Xperi Advances Its Plan for TiVo OS Smart TVs in Sharp Deal

TiVo has indicated it will enter the North American smart television set market, announcing a “multi-year, multi-million-unit agreement” with Sharp that will see sets start to ship in 2024 beginning in Europe. The move to populate the TV ecosystem with hardware running Xperi’s TiVo OS pits the company against an entrenched group of smart TV competitors that includes Amazon Fire TV, Android TV, Google TV, Roku, Samsung Tizen and LG Electronics’ webOS. Added to those is the Comcast and Charter Communications Xumo brand, and also Telly, which offers free TVs supported by ads.

After seeding the market in Europe, TiVo parent Xperi “plans to break into the North American smart TV market next year,” reports Light Reading, explaining that Xperi “has danced around the idea of expanding its smart TV initiative into North America” during recent quarterly earnings calls, and now confirms it will do so with multiple manufacturing partners.

According to Statista, Sharp is in the top 10 percent of North American TV manufacturers, albeit in the lower quadrant, but the company is a leading brand in Japan where the company is based.

The Desk reports Xperi CEO Jon Kirchner telling investors, “Sony will soon incorporate TiVo’s content and search discovery technology into their lineup of Google TV-powered television sets.”

In announcing the Sharp deal, Xperi says it plans to drive not only demand for TiVo-powered sets but television viewership in general with a “simplified, universal discovery” system that helps users find content amidst “the clutter of streaming and linear content options.”

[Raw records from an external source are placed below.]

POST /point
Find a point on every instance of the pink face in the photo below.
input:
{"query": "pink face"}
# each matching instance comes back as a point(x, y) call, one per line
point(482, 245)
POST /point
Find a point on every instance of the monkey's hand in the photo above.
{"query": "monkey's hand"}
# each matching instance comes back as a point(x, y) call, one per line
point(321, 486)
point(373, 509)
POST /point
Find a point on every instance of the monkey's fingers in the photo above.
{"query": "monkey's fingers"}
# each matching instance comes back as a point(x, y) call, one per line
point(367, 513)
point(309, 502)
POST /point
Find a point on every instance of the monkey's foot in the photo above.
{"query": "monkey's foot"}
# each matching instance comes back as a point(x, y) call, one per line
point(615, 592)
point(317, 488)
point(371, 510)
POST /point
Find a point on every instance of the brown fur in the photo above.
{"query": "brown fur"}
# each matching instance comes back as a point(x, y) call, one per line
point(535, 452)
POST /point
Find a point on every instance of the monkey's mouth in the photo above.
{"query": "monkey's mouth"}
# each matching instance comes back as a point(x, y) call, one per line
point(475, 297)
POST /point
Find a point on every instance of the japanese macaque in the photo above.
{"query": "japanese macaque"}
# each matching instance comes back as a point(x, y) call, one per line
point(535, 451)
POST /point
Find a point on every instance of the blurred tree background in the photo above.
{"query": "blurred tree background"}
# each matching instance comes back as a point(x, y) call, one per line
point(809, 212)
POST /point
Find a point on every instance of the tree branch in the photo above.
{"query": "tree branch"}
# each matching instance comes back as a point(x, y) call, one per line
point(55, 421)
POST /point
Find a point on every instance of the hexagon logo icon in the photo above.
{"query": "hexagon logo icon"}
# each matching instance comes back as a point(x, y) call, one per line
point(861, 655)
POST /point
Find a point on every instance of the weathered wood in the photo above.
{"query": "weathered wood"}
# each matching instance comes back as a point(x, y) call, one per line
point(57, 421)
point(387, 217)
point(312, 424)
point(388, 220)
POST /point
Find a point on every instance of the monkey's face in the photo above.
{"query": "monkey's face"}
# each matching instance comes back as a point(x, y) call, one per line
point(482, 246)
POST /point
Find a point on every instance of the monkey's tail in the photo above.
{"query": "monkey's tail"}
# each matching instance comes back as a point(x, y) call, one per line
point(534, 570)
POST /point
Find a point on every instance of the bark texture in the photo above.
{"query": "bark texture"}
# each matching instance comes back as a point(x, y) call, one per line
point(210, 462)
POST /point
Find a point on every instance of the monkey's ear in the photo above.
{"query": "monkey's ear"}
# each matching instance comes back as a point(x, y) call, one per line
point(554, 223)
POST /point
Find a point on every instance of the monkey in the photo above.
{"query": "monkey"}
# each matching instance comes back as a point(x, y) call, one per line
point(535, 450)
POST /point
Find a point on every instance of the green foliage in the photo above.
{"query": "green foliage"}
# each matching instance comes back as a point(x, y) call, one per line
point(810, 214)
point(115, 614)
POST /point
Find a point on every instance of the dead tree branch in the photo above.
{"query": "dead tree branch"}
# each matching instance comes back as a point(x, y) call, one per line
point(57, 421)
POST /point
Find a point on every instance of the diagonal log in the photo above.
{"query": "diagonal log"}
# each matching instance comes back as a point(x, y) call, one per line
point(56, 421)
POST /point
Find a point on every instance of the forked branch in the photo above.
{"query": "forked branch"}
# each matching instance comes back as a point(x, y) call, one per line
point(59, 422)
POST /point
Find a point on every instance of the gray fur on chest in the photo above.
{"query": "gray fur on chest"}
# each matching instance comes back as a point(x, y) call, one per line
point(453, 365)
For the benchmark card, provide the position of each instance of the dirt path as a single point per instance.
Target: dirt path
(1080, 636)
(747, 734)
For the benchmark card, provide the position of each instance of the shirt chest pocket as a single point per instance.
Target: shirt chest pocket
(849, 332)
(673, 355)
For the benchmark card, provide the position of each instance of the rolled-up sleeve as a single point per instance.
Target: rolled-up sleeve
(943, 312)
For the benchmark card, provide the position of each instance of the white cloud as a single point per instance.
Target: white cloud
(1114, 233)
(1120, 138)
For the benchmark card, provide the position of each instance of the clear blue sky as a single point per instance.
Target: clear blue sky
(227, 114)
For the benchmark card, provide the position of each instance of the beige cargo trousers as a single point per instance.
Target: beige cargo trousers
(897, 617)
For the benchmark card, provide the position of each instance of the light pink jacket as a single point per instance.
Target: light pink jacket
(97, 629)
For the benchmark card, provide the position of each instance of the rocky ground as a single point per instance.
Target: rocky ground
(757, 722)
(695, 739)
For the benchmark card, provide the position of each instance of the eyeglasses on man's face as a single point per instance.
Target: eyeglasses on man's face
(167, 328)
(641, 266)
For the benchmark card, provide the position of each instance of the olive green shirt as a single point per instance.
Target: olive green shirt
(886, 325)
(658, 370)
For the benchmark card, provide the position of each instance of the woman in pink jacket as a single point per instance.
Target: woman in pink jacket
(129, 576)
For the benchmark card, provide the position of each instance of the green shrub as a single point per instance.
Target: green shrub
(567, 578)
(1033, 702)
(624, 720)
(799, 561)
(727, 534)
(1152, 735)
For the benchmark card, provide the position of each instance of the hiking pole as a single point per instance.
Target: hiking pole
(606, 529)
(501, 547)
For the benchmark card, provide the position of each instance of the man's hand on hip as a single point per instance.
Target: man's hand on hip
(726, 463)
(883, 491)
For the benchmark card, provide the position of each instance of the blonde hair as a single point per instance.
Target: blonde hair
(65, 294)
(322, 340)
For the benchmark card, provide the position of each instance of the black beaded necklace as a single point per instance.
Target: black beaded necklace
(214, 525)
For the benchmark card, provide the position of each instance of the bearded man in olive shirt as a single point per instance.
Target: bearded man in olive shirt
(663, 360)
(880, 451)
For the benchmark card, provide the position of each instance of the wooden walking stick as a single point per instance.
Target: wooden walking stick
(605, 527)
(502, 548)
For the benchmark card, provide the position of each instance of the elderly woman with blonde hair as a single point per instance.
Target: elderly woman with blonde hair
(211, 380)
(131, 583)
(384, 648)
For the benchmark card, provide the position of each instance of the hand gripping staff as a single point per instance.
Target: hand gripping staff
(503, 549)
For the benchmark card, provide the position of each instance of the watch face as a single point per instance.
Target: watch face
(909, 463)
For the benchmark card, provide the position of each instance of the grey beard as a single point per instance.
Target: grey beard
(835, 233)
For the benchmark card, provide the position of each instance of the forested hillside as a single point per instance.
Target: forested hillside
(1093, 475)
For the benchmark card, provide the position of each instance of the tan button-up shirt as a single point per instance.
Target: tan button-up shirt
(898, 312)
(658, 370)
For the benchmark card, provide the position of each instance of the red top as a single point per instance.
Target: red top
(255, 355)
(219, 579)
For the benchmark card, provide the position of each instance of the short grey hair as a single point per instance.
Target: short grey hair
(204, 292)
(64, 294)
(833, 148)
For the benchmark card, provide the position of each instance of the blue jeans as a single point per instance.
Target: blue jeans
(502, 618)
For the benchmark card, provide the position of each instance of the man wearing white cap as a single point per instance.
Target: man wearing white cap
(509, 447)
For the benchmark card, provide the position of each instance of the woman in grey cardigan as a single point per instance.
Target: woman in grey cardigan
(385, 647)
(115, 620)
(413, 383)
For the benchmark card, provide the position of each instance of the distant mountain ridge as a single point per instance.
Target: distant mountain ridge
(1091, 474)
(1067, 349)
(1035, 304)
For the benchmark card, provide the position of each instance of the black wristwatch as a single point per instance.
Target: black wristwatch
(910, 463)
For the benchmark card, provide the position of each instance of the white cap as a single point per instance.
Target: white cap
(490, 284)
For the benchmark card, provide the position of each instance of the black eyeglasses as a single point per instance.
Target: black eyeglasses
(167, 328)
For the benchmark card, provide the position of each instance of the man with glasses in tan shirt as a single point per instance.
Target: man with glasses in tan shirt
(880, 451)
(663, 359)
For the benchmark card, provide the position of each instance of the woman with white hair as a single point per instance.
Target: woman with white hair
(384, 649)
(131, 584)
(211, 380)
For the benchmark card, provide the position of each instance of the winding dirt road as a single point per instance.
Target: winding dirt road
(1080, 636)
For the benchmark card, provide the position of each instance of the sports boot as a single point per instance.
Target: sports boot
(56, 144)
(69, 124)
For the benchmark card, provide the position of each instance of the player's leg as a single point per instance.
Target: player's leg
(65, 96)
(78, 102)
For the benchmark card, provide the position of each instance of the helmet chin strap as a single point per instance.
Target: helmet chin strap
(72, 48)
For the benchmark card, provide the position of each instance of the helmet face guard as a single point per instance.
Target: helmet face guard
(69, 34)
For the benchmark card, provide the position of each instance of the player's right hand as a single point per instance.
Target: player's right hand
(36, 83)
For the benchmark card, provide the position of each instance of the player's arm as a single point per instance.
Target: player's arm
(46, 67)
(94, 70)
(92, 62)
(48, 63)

Xperi, an American company that licenses technology IP, acquired TiVo for $109 million in July 2022. In September, Xperi said the Turkey-based Vestel would be the first company to manufacture smart TVs with the TiVo OS for the European market. Products from that agreement are expected to ship this holiday season.

Light Reading says “Xperi has also struck a deal with a third, yet-unnamed TV original equipment manufacturing (OEM) partner to integrate the TiVo OS.”

While Xperi’s TiVo TV initiative to date “is largely focused on retail … the company has also looked into a model in which TiVo-powered TVs could be distributed by operator partners,” writes Light Reading, explaining “that concept was originally explored by Vewd, the video software company that Xperi acquired in 2022.”